Die Tanne und das Apfelbäumchen

Schon einen ganzen Tag hat der große Samurai in der Schlange gestanden, um eine Audienz beim Zen-Meister zu bekommen. Als er am Abend schließlich an die Reihe kommt, spricht er zum Meister:

„Eigentlich hatte ich eine ganz andere Frage, aber jetzt habe ich dich den ganzen Tag beobachtet und ich frage mich, wieso ich mir dabei so klein vorkomme.“

Da zeigt der Zen-Meister in die Landschaft:

„Siehst du da im Palastgarten diese hohe, große Tanne – ein mächtiger Baum! Und daneben, ganz klein, ein Apfelbäumchen. Meinst du die Tanne hat sich schon einmal nur gefragt, wieso sie nicht so herrliche, süße Früchte trägt, wie das Bäumchen? Und hat der Apfelbaum sich wohl schon einmal nur gefragt, wieso er nicht so hoch ist und weit in die Landschaft schauen kann, wie die mächtige Tanne?

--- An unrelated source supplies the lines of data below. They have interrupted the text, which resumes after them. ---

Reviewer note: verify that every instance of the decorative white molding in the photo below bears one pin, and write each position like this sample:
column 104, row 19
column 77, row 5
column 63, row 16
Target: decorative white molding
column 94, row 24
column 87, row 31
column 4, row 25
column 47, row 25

„Kunststück!“, antwortete der Samurai, der einer der besten Krieger des Landes war.

„Bäume können ja auch nicht vergleichen!“

„Aha! Ich sehe, du beginnst zu begreifen!“, antwortete der Zen-Meister lächelnd.

 


 

Vergleiche machen häufig klein und führen zu Neid und einem schlechtem Gefühl, weil wir uns meist automatisch mit jemandem vergleichen, der mehr hat oder im Vergleichspunkt besser ist als wir. Selten vergleichen wir uns mit jemandem, der weniger hat oder schlechter ist als wir. Wenn wir dies aber tun, erkennen wir, wie gut es uns geht und sind dankbar für das, was wir haben, können und sind.

 

Diese Geschichte und viel mehr verdanke ich Heinrich Breuer, Köln.